Second, they argue that grants are the purview of the United Nations and it would be wrong for the World Bank or other development banks to encroach on UN turf. The first objection is based on an arithmetic fallacy in measuring aid flows. The European position seems to be that aid is measured by the annual flow of dollars (whether grants or loans) to poor countries. By this measure, since loans are returned and lent again, grants provide less aid than loans. But aid is properly measured by the value of resources transferred to poor countries, whether in the form of outright grants or implied loan subsidies. Dollar for dollar, loans transfer less of a subsidy than grants because subsidies are only a fraction of the amount of the loans. Reallocating money from loans to grants has no effect on the present value of the amount of resources transferred by aid providers to poor countries. Indeed, as Adam Lerrick has shown, grants result in greater overall assistance, since concessional loans absorb some of the sovereign debt capacity of recipients.

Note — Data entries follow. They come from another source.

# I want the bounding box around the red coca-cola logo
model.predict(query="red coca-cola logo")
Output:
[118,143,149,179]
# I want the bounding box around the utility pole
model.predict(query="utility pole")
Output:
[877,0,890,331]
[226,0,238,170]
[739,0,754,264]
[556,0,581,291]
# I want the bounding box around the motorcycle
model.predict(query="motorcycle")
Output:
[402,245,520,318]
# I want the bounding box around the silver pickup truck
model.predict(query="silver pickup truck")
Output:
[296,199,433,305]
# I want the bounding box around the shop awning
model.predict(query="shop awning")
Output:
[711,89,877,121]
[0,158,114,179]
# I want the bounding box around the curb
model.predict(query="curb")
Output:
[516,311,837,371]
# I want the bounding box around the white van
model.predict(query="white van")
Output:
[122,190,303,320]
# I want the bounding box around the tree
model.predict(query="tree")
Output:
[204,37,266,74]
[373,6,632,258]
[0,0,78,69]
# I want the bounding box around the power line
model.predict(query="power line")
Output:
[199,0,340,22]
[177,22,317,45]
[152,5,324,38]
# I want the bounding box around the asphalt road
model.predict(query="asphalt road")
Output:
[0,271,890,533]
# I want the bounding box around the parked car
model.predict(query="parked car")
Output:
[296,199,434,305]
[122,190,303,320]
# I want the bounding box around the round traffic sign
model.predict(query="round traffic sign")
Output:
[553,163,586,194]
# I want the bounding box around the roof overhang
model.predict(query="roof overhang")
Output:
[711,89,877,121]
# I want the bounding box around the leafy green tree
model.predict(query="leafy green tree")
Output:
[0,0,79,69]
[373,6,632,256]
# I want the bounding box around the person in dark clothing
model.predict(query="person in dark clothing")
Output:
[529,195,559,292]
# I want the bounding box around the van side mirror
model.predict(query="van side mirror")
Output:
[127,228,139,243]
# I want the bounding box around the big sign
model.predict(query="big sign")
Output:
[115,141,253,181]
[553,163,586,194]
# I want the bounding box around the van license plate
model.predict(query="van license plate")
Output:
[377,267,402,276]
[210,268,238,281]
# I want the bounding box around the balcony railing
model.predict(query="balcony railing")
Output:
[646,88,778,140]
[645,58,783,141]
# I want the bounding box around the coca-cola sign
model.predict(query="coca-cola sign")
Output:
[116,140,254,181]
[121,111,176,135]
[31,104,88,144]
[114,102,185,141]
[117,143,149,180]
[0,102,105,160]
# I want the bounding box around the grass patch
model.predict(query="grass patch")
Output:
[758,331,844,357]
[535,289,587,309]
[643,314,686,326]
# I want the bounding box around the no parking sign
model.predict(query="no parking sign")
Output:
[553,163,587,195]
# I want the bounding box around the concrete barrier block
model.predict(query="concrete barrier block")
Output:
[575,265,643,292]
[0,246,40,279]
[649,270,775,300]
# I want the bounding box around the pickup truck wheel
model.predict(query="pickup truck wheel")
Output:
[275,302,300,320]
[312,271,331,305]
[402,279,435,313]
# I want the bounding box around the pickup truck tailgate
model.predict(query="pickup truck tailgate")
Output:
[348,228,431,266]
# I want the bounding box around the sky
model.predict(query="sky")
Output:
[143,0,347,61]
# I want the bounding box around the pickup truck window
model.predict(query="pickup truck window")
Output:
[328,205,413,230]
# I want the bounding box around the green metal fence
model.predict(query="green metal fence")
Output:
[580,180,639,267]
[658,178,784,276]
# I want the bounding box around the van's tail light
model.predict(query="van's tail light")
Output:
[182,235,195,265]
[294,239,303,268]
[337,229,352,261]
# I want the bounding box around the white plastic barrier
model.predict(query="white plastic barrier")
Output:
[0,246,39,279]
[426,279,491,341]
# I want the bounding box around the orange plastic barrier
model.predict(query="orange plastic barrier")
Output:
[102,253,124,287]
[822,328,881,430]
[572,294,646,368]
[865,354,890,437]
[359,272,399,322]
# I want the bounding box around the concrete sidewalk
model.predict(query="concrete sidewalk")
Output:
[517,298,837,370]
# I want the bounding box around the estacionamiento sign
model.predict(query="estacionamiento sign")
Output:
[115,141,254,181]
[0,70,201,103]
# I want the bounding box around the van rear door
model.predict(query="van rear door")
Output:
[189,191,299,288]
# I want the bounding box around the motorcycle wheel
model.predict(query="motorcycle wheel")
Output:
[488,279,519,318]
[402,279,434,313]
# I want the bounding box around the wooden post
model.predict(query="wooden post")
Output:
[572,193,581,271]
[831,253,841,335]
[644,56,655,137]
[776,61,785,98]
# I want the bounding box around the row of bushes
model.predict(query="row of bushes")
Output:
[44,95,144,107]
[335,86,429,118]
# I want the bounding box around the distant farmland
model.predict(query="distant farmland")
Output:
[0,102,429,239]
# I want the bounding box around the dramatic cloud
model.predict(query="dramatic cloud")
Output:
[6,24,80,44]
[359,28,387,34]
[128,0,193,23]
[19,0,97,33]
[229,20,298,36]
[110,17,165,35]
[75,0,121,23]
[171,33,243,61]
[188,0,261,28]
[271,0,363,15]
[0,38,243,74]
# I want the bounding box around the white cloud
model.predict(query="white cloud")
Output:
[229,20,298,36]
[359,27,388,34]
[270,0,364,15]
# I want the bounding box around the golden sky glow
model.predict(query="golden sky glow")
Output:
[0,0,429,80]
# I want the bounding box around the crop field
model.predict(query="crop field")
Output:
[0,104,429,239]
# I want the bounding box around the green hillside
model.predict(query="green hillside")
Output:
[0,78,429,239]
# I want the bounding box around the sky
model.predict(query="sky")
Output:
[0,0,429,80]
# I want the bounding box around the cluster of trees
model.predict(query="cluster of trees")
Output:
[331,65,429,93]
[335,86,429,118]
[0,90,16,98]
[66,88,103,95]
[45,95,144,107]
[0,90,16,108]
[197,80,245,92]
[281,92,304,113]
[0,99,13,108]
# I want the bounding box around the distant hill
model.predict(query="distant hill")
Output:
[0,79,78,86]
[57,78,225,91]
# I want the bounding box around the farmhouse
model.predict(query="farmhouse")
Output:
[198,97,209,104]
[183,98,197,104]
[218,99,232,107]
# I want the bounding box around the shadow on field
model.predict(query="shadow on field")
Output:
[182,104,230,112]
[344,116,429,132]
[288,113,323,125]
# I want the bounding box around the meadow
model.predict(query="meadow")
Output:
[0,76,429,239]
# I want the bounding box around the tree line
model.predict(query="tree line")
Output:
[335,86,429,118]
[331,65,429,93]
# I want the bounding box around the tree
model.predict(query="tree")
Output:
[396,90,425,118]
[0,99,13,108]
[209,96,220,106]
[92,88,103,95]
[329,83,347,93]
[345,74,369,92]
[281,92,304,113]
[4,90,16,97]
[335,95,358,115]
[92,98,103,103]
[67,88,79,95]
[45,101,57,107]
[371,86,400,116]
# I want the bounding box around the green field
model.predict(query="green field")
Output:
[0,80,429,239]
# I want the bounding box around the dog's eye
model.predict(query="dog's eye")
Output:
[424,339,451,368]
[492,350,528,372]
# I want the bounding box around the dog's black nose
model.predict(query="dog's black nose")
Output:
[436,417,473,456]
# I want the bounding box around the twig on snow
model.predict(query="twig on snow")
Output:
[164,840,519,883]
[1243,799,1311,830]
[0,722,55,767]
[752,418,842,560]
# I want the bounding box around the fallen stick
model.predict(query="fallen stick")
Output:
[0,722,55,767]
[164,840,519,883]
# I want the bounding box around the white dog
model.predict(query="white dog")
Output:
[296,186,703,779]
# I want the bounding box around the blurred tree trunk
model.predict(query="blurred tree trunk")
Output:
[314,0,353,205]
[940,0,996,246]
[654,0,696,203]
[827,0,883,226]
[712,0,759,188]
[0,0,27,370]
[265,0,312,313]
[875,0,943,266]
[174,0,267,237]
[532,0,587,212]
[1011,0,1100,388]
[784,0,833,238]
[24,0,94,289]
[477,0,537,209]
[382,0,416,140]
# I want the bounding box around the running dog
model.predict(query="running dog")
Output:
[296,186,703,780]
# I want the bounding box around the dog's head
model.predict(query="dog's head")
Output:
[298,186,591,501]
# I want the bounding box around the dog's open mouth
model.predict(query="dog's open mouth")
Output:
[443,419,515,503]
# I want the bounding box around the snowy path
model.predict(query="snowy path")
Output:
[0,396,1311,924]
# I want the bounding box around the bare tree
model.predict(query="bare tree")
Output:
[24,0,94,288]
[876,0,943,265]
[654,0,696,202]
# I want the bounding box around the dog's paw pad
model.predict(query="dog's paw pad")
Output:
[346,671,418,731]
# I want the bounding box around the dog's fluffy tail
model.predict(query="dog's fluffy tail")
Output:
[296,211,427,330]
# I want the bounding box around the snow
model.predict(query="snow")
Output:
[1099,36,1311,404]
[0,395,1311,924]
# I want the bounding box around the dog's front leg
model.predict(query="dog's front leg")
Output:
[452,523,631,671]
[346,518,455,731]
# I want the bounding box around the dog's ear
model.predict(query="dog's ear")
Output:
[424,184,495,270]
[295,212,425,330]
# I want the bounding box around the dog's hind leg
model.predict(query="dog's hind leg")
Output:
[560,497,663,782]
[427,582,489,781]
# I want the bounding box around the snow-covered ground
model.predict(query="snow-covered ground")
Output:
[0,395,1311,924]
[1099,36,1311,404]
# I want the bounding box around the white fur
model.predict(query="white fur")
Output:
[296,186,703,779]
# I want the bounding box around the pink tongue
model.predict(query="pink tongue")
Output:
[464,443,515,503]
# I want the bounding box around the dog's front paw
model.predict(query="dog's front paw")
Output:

Clearly, no matter what amount the US commits to aid now or in the future, grants are a better mechanism than loans for most purposes and channelling assistance through grants does not reduce the amount of assistance that is transferred. Furthermore, if grants are more effective, members of Congress will be more likely to increase the amount of aid.
The desire to preserve UN turf at the expense of improving the effectiveness of aid elicited Mr O'Neill's fury recently, when he accused opponents of caring more about bureaucracies than helping people. If the Europeans persist in this nonsense, the US may simply go it alone. We do not need to rely on global institutions as vehicles for providing aid. The US could channel more aid bilaterally, or through grant funding for regional development banks, where European obstructionism is less of a problem.
It is also worth considering mechanisms for reforming the World Bank that could permit the US and Europe to continue to finance it without having to agree on the appropriate mechanism for aid. George Soros (who spends $500m a year on aid to poor countries) has a new proposal for channelling aid, elements of which could overcome the impasse between the US and Europe.
In spite of some flaws in the Soros plan (notably the reliance on IMF money creation as the financing tool), the basic idea is brilliant. Countries would pool resources in a fund but channel aid to the projects they liked best. The US could focus resources on grants, while Europe could continue to support existing programmes. Competition would bolster performance and accountability. And it would put an end to the squabbling that has prevented urgently needed reform and growth in development aid.
Charles W. Calomiris is the Arthur F. Burns Scholar in Economics at AEI.